Anna made no immediate answer. When she spoke it was to question: “Why don’t you think her a good match for Owen?”
“Well—Madame de Chantelle’s reasons seem to me not quite as negligible as you think.”
“You mean the fact that she’s been Mrs. Murrett’s secretary, and that the people who employed her before were called Hoke? For, as far as Owen and I can make out, these are the gravest charges against her.”
“Still, one can understand that the match is not what Madame de Chantelle had dreamed of.”
“Oh, perfectly—if that’s all you mean.” The lodge was in sight, and she hastened her step. He strode on beside her in silence, but at the gate she checked him with the question: “Is it really all you mean?”
“Of course,” he heard himself declare.
“Oh, then I think I shall convince you—even if I can’t, like Madame de Chantelle, summon all the Everards to my aid!” She lifted to him the look of happy laughter that sometimes brushed her with a gleam of spring.
Darrow watched her hasten along the path between the dripping chrysanthemums and enter the lodge. After she had gone in he paced up and down outside in the drizzle, waiting to learn if she had any message to send back to the house; and after the lapse of a few minutes she came out again.

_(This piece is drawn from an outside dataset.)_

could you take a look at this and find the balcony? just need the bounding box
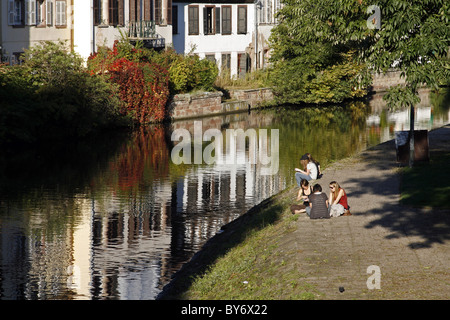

The child, she said, was badly, though not dangerously, hurt, and the village doctor, who was already on hand, had asked that the surgeon, already summoned from Francheuil, should be told to bring with him certain needful appliances. Owen had started by motor to fetch the surgeon, but there was still time to communicate with the latter by telephone. The doctor furthermore begged for an immediate provision of such bandages and disinfectants as Givre itself could furnish, and Anna bade Darrow address himself to Miss Viner, who would know where to find the necessary things, and would direct one of the servants to bicycle with them to the lodge.